The main issue is despite there being a 60 minute timeout available the API will just straight up not return a response code if your request takes > ~5 minutes in most cases so you gotta make sure you can poll where the datas being stored and let the client time out
covi
Take a look at SkyPilot. Good for running these batch workloads. You can use spot instances to save costs.
lemming
If I understand this correctly, I should be able to stand up an API running arbitrary models (e.g. from Hugging Face), and it’s not quite charged by the token but should be very cheap if my usage is sporadic. Is that correct? Seems pretty huge if so, most of the providers I looked at required a monthly fee to run a custom model.
lexandstuff
Yes, that's basically correct. Except be warned that the cold start times can be huge (30-60 seconds). So scaling to 0 doesn't really work in practice, unless your users are happy to wait from time to time. Also, you also have to pay a small monthly fee for container storage (and a few other charges iirc).
jjuliano
I'm the developer of kdeps.com, and I really like Google Cloud Run, been using it since beta version. Kdeps outputs Dockerized full-stack AI agent apps that runs open-source LLMs locally, and my project works so well with GCR.
m1
Love cloud run and this looks like a great addition. Only things I wish from cloud run is being able to run self hosted GitHub runners on it (last time I checked this wasn’t possible as it requires root), also the new worker pool feature seems great in practice but it looks like you have to write the scaler yourself rather than it being built in.
null
aniruddhc
Hi! I'm the Eng Manager responsible for Autoscaling for Serverless and Worker Pools.

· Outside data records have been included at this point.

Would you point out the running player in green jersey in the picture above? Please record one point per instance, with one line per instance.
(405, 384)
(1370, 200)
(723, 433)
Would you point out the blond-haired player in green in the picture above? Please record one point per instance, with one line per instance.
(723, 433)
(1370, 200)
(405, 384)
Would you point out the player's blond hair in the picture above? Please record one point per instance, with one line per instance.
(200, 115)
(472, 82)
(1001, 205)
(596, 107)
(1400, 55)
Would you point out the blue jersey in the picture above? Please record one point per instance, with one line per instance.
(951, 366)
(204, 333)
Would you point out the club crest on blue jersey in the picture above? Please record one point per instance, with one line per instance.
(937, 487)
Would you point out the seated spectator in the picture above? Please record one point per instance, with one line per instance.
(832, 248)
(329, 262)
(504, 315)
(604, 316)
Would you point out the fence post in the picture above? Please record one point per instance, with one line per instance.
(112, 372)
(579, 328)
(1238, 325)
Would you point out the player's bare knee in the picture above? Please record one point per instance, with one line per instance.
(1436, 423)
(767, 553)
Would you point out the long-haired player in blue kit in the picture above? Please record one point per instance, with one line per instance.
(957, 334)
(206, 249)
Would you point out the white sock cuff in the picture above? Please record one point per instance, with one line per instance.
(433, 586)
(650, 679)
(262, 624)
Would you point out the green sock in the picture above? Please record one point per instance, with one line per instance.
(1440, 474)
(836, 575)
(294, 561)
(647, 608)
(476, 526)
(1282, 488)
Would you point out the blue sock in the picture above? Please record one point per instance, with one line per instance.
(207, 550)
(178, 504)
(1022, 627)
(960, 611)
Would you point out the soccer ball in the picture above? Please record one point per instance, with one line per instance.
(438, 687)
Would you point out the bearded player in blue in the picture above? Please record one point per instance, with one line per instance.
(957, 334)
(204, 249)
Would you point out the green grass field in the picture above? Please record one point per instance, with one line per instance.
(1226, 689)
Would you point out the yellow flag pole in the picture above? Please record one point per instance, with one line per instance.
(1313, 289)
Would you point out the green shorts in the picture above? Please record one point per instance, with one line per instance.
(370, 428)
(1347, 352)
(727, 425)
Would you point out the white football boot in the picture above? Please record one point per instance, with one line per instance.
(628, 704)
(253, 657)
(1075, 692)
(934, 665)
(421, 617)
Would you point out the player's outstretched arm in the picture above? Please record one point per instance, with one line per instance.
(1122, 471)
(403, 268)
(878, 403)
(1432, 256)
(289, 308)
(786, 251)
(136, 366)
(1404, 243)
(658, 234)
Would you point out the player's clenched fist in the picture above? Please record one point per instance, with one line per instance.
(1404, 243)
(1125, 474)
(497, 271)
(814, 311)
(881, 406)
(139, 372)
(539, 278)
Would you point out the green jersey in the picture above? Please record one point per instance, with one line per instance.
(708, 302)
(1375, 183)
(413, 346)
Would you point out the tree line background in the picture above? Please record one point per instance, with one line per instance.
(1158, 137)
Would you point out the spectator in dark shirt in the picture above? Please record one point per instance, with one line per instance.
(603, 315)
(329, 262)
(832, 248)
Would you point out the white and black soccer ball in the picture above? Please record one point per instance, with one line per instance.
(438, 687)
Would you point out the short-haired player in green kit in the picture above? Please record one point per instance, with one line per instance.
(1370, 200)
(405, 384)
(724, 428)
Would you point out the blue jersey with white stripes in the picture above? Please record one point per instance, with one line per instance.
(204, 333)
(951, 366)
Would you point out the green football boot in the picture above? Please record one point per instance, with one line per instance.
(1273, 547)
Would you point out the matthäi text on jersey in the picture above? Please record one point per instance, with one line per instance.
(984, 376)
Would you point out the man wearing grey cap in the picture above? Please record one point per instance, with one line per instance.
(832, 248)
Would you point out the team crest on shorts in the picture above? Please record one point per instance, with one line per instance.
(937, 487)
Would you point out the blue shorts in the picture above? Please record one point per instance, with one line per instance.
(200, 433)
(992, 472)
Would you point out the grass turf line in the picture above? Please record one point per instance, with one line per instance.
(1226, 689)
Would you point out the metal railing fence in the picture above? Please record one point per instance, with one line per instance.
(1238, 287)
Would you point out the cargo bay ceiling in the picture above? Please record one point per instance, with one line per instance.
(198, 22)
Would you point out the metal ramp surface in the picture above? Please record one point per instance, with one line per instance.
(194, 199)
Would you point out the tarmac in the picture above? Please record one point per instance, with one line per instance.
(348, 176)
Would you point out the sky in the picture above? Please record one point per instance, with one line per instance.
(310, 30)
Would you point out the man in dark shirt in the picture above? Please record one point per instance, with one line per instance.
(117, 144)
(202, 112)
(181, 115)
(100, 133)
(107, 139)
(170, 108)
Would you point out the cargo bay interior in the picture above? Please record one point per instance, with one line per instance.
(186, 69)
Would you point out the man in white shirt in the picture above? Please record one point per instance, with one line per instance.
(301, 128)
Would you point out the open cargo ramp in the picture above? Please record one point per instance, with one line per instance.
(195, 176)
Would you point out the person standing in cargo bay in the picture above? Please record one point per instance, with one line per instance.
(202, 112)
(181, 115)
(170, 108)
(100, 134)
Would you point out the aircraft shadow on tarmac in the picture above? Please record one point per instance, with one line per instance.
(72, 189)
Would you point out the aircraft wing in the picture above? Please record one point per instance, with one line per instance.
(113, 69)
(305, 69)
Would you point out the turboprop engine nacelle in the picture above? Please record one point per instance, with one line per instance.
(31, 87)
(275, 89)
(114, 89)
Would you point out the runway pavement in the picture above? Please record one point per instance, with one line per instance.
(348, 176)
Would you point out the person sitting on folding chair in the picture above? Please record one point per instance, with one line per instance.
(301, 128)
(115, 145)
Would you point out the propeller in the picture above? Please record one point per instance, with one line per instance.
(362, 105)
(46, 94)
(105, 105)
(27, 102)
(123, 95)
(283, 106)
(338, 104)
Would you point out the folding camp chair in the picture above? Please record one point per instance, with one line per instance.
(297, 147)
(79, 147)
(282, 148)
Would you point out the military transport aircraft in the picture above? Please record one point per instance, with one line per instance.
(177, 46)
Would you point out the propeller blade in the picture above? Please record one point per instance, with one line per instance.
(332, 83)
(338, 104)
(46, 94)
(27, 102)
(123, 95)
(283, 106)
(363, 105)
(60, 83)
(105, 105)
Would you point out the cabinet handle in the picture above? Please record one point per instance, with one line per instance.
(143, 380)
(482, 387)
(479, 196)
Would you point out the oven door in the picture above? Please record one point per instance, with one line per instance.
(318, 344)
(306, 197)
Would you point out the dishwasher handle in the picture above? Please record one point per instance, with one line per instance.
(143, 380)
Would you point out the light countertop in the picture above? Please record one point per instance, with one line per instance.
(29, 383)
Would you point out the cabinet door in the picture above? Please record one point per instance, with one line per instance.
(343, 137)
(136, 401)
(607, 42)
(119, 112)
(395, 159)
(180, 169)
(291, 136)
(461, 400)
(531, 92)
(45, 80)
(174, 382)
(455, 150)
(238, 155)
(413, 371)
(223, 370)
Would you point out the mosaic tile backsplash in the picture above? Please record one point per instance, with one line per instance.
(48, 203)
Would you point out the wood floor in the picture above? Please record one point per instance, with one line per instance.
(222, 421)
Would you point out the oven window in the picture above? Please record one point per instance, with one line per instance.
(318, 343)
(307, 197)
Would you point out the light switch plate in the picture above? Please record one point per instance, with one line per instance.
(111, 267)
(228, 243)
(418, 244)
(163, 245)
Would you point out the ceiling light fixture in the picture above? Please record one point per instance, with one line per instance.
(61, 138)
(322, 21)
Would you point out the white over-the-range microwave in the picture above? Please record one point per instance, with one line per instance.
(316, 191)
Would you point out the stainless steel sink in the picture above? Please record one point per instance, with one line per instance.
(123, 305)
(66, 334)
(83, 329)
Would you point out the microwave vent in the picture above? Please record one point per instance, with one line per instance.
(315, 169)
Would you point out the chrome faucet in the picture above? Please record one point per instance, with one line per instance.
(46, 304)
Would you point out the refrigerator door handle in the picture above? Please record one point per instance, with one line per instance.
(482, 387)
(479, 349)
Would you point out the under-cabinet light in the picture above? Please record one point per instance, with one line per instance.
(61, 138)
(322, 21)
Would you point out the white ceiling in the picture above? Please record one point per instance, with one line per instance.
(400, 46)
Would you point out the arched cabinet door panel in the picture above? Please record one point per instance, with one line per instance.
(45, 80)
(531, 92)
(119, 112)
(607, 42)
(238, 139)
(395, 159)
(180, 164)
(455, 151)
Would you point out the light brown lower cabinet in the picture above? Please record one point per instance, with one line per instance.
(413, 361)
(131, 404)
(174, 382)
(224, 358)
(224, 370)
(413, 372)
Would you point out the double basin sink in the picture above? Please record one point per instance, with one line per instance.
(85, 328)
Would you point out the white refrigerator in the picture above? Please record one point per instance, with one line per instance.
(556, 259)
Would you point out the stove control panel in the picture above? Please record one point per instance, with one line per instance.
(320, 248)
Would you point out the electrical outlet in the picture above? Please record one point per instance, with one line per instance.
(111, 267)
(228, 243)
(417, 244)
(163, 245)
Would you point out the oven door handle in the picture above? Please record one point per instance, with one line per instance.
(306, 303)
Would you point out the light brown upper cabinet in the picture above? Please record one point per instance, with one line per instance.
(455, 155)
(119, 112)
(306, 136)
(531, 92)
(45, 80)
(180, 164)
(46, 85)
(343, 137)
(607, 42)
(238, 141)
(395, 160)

We're actively defining our roadmap, and understanding your use case would be incredibly valuable. If you're open to it, please email me at <my HN username>@google.com. I'd love to learn more about how you'd use worker pools and what kind of workloads you need to scale.
I love Google Cloud Run and highly recommend it as the best option[1]. The Cloud Run GPU, however is not something I can recommend. It is not cost effective (instance based billing is expensive as opposed to request based billing), GPU choices are limited, and the general loading/unloading of model (gigabytes) from GPU memory makes it slow to be used as server less.
Once you compare the numbers it is better to use a VM + GPU if the utilization of your service is even only for 30% of the day.